In 1991 Alfano and his colleagues extended their early work using Raman scattering, which doesn’t rely on fluorescence and has higher resolution and sharper spectral lines to detect differences between cancerous, precancerous and normal tissue. More recently, his lab has been refining cancer detection using Stokes shift spectroscopy, which combines absorption and fluorescence for a higher degree of accuracy.

Alfano also co-discovered the supercontinuum ultrafast white light source, among other achievements recognized by the award, which spans from the visible to the near-infrared part of the light spectrum. The discovery enabled research resulting in two Nobel Prizes. The winner of the chemistry Nobel in 1999 used the supercontinuum to monitor chemical reactions. Winners of the 2005 Nobel Prize in physics tapped it to create the most accurate clock in existence. Others, Japanese researchers in particular, are using it in communications to boost available channels and bandwidth into the terabits-per-second range.

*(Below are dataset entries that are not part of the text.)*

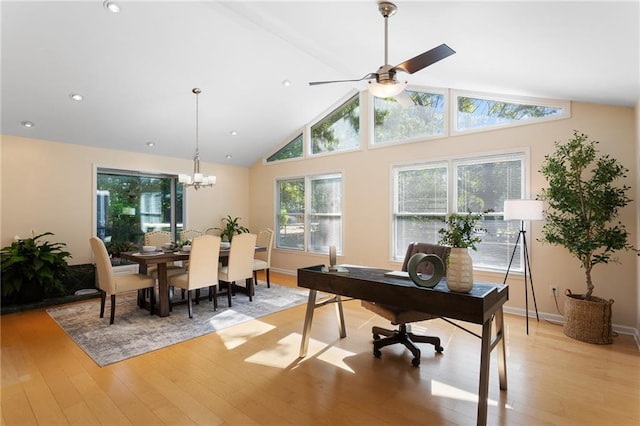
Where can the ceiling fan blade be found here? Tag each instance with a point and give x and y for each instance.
(425, 59)
(366, 77)
(404, 99)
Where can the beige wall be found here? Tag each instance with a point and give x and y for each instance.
(48, 186)
(367, 189)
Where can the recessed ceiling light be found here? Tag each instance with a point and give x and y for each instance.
(111, 6)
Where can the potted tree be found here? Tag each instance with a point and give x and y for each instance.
(33, 269)
(231, 227)
(461, 234)
(583, 202)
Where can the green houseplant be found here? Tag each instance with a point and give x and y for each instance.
(461, 234)
(583, 202)
(231, 227)
(33, 269)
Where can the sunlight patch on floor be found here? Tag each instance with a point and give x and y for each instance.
(286, 353)
(447, 391)
(232, 337)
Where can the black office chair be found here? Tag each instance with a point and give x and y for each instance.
(400, 316)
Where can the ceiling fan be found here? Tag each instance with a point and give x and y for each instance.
(386, 85)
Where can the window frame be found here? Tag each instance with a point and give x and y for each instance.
(174, 225)
(299, 133)
(495, 97)
(341, 102)
(307, 210)
(451, 162)
(423, 89)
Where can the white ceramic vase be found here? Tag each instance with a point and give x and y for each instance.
(460, 270)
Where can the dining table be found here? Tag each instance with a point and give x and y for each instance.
(161, 259)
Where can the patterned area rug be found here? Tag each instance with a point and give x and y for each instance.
(136, 332)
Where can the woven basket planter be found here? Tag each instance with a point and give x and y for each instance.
(588, 320)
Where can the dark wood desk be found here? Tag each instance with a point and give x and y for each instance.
(161, 260)
(479, 306)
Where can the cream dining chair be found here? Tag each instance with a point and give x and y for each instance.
(240, 265)
(203, 269)
(111, 284)
(262, 259)
(158, 238)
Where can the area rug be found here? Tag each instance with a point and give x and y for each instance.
(136, 332)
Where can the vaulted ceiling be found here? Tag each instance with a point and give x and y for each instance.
(136, 68)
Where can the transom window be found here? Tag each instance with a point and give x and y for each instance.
(423, 117)
(309, 213)
(294, 149)
(339, 130)
(474, 112)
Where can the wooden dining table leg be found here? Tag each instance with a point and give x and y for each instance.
(163, 291)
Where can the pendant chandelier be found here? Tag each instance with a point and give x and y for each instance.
(198, 180)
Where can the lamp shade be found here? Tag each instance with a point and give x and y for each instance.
(523, 210)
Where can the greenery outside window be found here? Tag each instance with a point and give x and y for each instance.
(309, 215)
(484, 112)
(425, 194)
(394, 122)
(294, 149)
(339, 130)
(130, 203)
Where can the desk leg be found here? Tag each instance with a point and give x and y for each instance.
(163, 291)
(485, 358)
(502, 353)
(308, 319)
(340, 317)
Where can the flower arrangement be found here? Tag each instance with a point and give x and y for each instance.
(462, 231)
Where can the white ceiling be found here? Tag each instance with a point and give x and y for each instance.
(136, 69)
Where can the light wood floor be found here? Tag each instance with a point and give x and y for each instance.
(250, 374)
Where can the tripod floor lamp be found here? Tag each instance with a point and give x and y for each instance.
(523, 210)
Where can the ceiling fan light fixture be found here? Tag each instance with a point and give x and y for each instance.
(386, 89)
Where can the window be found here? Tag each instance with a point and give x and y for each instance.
(394, 122)
(309, 213)
(479, 112)
(425, 194)
(128, 204)
(293, 149)
(420, 204)
(339, 130)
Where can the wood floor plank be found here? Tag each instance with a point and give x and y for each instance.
(251, 374)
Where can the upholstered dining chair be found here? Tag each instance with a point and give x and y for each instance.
(111, 284)
(401, 317)
(240, 265)
(158, 238)
(262, 259)
(189, 234)
(203, 269)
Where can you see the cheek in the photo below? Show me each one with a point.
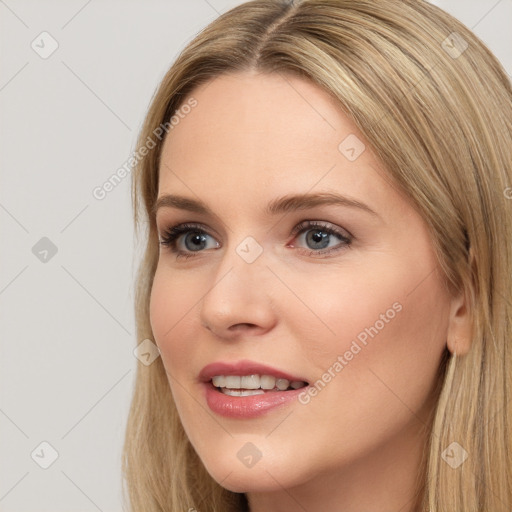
(384, 337)
(171, 309)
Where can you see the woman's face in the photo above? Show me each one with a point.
(345, 296)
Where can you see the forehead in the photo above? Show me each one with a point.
(253, 132)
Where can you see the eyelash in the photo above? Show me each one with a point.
(171, 235)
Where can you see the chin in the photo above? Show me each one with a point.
(270, 473)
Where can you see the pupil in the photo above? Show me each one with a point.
(318, 236)
(197, 239)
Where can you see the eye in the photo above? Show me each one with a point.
(318, 235)
(194, 243)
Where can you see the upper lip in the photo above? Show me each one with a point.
(244, 367)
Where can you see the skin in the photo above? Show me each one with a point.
(357, 445)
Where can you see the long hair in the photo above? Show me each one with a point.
(436, 106)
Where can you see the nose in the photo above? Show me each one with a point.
(240, 299)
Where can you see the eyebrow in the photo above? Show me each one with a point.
(279, 205)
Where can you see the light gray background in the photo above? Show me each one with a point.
(67, 331)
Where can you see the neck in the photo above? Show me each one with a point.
(387, 479)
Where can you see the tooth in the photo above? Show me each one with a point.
(232, 381)
(267, 382)
(242, 392)
(282, 384)
(219, 381)
(250, 382)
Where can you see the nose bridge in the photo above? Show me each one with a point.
(238, 293)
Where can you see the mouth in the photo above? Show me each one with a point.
(249, 385)
(247, 389)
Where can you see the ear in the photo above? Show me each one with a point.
(459, 333)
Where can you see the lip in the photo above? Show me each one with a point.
(246, 406)
(244, 367)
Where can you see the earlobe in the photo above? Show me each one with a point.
(459, 333)
(459, 328)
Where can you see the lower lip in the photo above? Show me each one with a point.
(247, 406)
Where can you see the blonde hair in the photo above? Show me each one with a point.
(438, 115)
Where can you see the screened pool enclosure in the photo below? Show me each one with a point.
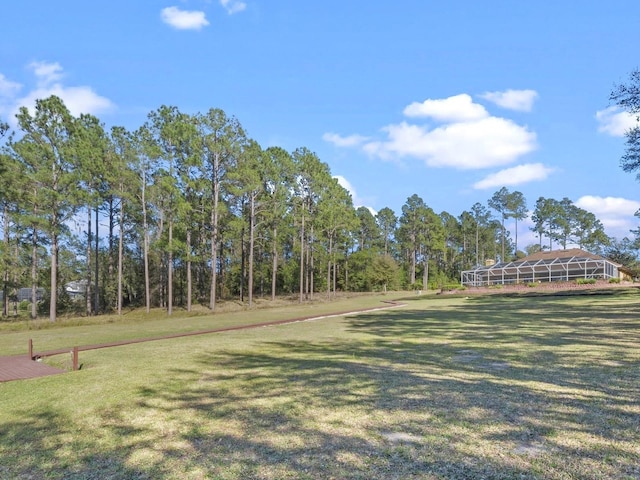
(555, 266)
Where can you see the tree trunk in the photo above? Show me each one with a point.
(214, 236)
(88, 291)
(274, 266)
(145, 241)
(96, 307)
(252, 221)
(189, 287)
(120, 257)
(170, 270)
(302, 252)
(54, 278)
(34, 273)
(5, 279)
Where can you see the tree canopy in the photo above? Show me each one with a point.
(196, 212)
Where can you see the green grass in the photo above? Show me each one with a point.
(494, 387)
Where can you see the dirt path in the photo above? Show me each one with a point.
(21, 367)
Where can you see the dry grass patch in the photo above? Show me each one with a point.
(494, 388)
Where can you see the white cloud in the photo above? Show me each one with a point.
(615, 122)
(233, 6)
(8, 89)
(340, 141)
(529, 172)
(483, 143)
(46, 73)
(519, 100)
(615, 213)
(184, 19)
(78, 99)
(357, 201)
(459, 108)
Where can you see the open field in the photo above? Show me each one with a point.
(494, 387)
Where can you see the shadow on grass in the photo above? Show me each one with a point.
(45, 445)
(529, 388)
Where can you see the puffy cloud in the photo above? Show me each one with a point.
(46, 73)
(183, 19)
(459, 108)
(8, 89)
(233, 6)
(357, 201)
(529, 172)
(340, 141)
(78, 99)
(482, 143)
(519, 100)
(615, 122)
(466, 136)
(615, 213)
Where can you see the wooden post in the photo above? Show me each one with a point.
(75, 358)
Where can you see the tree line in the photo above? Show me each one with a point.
(196, 211)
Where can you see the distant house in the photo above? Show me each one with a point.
(77, 289)
(24, 294)
(551, 266)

Dr. Katarina Svanberg of Lund University in Sweden, a past president of SPIE, presents Dr. Robert Alfano with the Britton Chance Award for Biomedical Optics during the BiOS portion of Photonics West. Courtesy of SPIE.

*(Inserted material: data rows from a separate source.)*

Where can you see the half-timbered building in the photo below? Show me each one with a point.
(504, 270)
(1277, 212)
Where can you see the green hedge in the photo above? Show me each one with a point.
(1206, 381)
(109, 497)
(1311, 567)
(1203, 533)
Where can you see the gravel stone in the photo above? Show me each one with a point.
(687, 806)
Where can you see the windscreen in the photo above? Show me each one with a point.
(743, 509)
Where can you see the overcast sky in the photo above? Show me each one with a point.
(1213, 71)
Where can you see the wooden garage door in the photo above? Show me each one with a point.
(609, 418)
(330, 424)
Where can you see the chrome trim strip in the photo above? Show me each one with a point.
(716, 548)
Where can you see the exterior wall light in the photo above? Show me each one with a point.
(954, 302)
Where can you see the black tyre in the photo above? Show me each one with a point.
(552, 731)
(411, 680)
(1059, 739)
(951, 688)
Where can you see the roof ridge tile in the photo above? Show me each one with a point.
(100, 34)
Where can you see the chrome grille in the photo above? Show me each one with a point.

He was instrumental in the founding of the BiOS symposium and has published more than 700 papers; he also holds 108 patents and has been cited more than 11,000 times. He has served as a member of the editorial board of the Journal of Biomedical Optics since the journal’s founding in 1996, and he long contributed to Photonics Media’s publications as an editorial advisory board member.

His most recent achievement was the approval of a patent for a pill-size cancer detection device. But there’s more to come. “Someday,” he said, “I want to have a cell phone to diagnose cancer.”

In his acceptance speech at the Photonics West event, Alfano credited Britton Chance and others for their inspiration and contributions to the field. “Britton Chance was the real giant,” he said. “Everything is built on giants – it’s not done alone. But Britton was one of those guys that did it alone.”

Chance pioneered the field of biomedical optics and contributed to a wide range of fields, including the identification and functioning of enzyme-substrate compounds, and made advancements in breast cancer diagnostics, radio-frequency electronics, spectroscopy for noninvasive clinical diagnosis, and other areas.

“Brit Chance’s research, training and leadership have helped fuel the growth of biomedical optics and biophotonics throughout the world,” said Bruce Tromberg, director of the Beckman Laser Institute at the University of California, Irvine, and a longtime colleague of Chance. “His lifelong passion for measuring and understanding physiology and metabolism using light has inspired our community for decades.

“More than any other individual, Brit brought together people and ideas that spanned across disciplines, creating a special spirit of creativity, innovation and enthusiasm that has characterized the field of biomedical optics.”